I am personally very concerned about the survival of countless Foundations, Associations and NGOs dedicated to beautiful and necessary causes … What about their financing, from the moment when companies, institutional and private donors, until now faithful and reliable, will simply have no more “pocket” for philanthropy?

However, I remain an incorrigible optimist in the capacity of mankind to bring out the good, the good and the beautiful, from the worst distress, and I want to believe that a new conscience will emerge- one that is more ethical and philanthropic. It is up to each one of us to bear a part of the responsibility to make it happen and take root!

For the past few months, we have been in solidarity with each other, we have done better with less in the small gestures imposed on us by the confinement. There have been countless small miracles of kindness!

We will have to continue on this path, in the “less is more” as a conscious and virtuous choice to consume less and spend differently, in order to always keep a pocket of solidarity in a give-back approach … money is still the water to the mill, but there are so many other ways to contribute!

Today more than ever, we can only agree with Michel Serres a thousand times when he says

Nothing brings more direction than to change directions”.

cervin

It is always difficult to talk about oneself… but it is a necessary step in order to highlight beautiful causes and noble projects!

This is the mission of the Antenna Foundation, which for 30 years has been mobilizing for the essential needs of the most precarious people on this earth, to which I would like to pay tribute. There is more information  available on the Antenna – Béjart Ballet Lausanne Partnership (and in particular on the IX Symphonie performance planned in June 2020, and postponed to June 2021) in my Newsletter from December 2019.
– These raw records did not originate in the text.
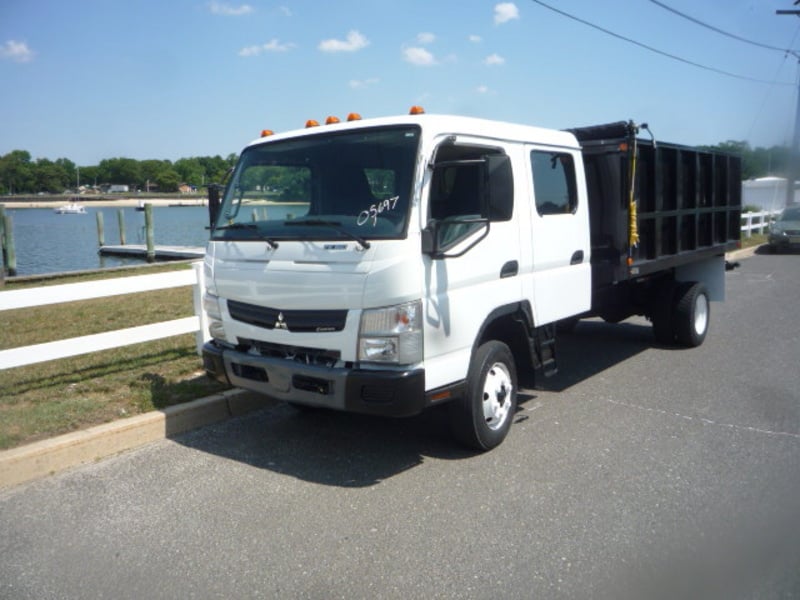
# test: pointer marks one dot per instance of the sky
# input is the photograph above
(168, 79)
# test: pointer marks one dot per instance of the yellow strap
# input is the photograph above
(633, 223)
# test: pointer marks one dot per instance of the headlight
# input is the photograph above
(211, 306)
(212, 309)
(392, 334)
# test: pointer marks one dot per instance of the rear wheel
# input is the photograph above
(482, 418)
(692, 312)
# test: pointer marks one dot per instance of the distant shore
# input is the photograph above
(99, 201)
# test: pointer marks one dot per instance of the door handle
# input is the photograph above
(510, 269)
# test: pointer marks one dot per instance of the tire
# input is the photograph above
(567, 325)
(692, 313)
(482, 418)
(661, 313)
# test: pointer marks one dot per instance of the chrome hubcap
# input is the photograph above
(497, 390)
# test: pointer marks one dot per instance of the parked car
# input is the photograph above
(784, 233)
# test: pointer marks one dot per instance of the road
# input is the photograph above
(638, 471)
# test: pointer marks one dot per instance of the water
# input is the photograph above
(50, 243)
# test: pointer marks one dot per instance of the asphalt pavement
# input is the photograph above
(639, 471)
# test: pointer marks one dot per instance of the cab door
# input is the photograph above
(562, 285)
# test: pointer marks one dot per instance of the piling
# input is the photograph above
(149, 237)
(121, 221)
(10, 252)
(2, 246)
(101, 235)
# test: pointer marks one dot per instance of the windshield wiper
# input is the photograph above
(250, 227)
(335, 225)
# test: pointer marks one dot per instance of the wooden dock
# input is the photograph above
(161, 252)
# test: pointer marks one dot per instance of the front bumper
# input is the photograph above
(385, 392)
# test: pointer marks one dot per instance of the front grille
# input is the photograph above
(306, 356)
(317, 321)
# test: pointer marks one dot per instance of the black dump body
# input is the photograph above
(688, 203)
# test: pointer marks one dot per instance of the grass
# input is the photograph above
(50, 398)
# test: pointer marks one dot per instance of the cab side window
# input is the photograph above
(554, 185)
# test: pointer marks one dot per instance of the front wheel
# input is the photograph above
(482, 418)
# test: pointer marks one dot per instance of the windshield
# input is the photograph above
(354, 185)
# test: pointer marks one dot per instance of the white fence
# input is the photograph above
(758, 222)
(70, 292)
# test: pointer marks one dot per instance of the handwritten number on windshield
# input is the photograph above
(371, 214)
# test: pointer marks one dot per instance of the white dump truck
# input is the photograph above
(387, 265)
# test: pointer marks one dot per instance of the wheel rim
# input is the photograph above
(497, 390)
(700, 314)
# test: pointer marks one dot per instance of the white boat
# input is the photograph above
(70, 209)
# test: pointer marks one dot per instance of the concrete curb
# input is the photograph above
(743, 253)
(40, 459)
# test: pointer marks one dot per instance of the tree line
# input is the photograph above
(20, 174)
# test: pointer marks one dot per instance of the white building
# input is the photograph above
(768, 193)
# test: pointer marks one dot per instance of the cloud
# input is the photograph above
(494, 59)
(16, 51)
(271, 46)
(355, 41)
(357, 84)
(504, 12)
(227, 10)
(419, 56)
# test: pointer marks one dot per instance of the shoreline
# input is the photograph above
(101, 202)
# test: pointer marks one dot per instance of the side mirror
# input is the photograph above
(499, 187)
(213, 203)
(430, 235)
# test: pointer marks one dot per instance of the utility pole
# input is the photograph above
(794, 151)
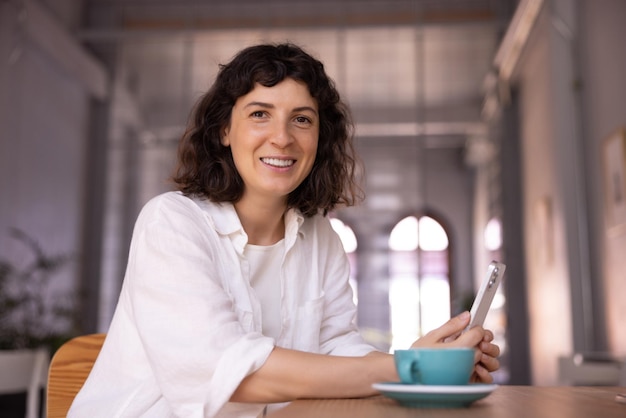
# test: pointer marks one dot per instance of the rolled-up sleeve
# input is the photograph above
(338, 333)
(188, 324)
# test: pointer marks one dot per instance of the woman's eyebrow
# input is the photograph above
(271, 106)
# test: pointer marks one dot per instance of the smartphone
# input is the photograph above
(484, 297)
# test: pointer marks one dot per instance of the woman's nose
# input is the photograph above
(281, 135)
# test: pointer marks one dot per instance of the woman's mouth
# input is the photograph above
(277, 162)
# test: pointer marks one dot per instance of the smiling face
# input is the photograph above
(273, 136)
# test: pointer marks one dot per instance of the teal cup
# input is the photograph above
(435, 366)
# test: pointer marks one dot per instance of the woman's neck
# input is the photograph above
(264, 221)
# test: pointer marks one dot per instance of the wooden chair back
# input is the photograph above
(24, 371)
(69, 368)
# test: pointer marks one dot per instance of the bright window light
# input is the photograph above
(408, 234)
(432, 236)
(493, 234)
(403, 236)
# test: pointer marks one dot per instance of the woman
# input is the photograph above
(236, 293)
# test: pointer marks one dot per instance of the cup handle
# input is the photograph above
(409, 372)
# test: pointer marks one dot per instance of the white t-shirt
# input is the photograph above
(265, 264)
(187, 328)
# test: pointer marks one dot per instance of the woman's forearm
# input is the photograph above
(290, 374)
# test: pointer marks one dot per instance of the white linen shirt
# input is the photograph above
(187, 327)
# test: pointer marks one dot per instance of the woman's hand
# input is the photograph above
(451, 334)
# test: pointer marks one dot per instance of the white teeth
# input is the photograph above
(278, 163)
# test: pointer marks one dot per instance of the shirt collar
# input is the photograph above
(224, 219)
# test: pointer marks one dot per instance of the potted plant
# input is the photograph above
(34, 322)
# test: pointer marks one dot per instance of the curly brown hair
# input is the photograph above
(206, 167)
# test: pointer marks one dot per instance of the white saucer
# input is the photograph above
(430, 396)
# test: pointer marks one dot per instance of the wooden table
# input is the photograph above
(504, 402)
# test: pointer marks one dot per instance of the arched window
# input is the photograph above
(419, 288)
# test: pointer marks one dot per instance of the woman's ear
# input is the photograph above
(224, 137)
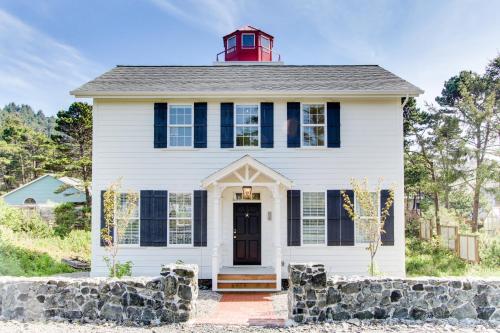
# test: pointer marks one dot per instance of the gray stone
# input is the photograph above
(465, 311)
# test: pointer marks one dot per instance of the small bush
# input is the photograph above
(489, 252)
(27, 221)
(70, 217)
(432, 259)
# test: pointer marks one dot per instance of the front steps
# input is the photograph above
(248, 281)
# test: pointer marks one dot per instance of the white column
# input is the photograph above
(277, 233)
(216, 241)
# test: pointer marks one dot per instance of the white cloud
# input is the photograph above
(218, 16)
(38, 70)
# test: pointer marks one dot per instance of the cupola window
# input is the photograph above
(231, 44)
(248, 41)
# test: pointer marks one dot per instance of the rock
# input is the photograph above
(485, 313)
(464, 311)
(396, 296)
(418, 313)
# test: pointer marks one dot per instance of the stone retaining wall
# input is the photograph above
(314, 297)
(166, 299)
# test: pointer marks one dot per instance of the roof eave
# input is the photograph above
(277, 94)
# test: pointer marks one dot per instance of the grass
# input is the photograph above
(22, 254)
(432, 259)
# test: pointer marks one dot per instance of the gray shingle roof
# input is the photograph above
(233, 79)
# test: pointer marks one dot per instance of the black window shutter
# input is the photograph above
(154, 218)
(293, 217)
(387, 237)
(333, 124)
(200, 125)
(334, 202)
(161, 124)
(293, 124)
(267, 125)
(103, 221)
(226, 125)
(346, 223)
(200, 218)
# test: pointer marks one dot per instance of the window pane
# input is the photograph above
(180, 231)
(248, 40)
(247, 136)
(231, 42)
(314, 136)
(180, 115)
(265, 42)
(180, 136)
(314, 204)
(247, 114)
(313, 114)
(130, 234)
(180, 205)
(314, 231)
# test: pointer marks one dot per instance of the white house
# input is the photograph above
(239, 165)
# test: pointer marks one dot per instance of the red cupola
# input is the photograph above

This article has just been published in the Elle (online version).

https://ellesuisse.ch/dominique-brustlein-bobst/

I thank my friend Romaine Jean for all her thoughtfulness …

The paper version with the Swiss insert will be published in May (the written press is also going through a crisis because of the lack of advertisers as long as the crisis lasts.)

My friend Philippe Ungar, a French writer and journalist, sound archivist… and philosopher, living in New York, created three years ago SOUNDS LIKE PORTRAITS. philippeungar.com

This weekly podcast is dedicated to creativity in many fields.

The interview he conducted last November, with a beautiful and deep listening, allowed me to express myself on my “creative inner springs”. It is a gift to me!

This podcast is also available on French Morning, the #1 French newsletter in the US and Canada:

https://frenchmorning.com/dominique-brustlein-bobst-aider-les-autres-cest-recevoir-davantage/

Dominique Brustlein-Bobst, “to help others is to receive more”.

Domenique1

All my life I have always tried to put myself in the shoes of the other person, the one who was never offered the same luck,” Dominique Brustlein-Bobst confides to Philippe Ungar for this new episode of Sounds Like Portraits. Company director, consultant and philanthropist, Dominique Brustlein-Bobst and her family were hit hard by the Madoff affair in December 2008. Her family’s financial situation was jeopardized, but she did not give up. On the contrary, she has since multiplied her energy, creativity, and interest in others. “It was an opportunity for me to reach out, to seek out my friends and to look within myself for ways to bounce back,” she explains. Her philanthropic commitment has given meaning to her life.

This interview is an opportunity for Dominique Brustlein-Bobst to talk about the development of her creativity and her empathy for others. The trials of life are at the origin of what she is today, but “the influence of the people we meet is determining. What you receive in return is incomparably larger than what you are able to give”. Quoting the writer Matthieu Ricard, she explains that “the empathic stress that we feel when we are sensitive to the suffering of the world and of others, can be so suffocating that the only way to transform it into something positive and virtuous is to come closer to the other.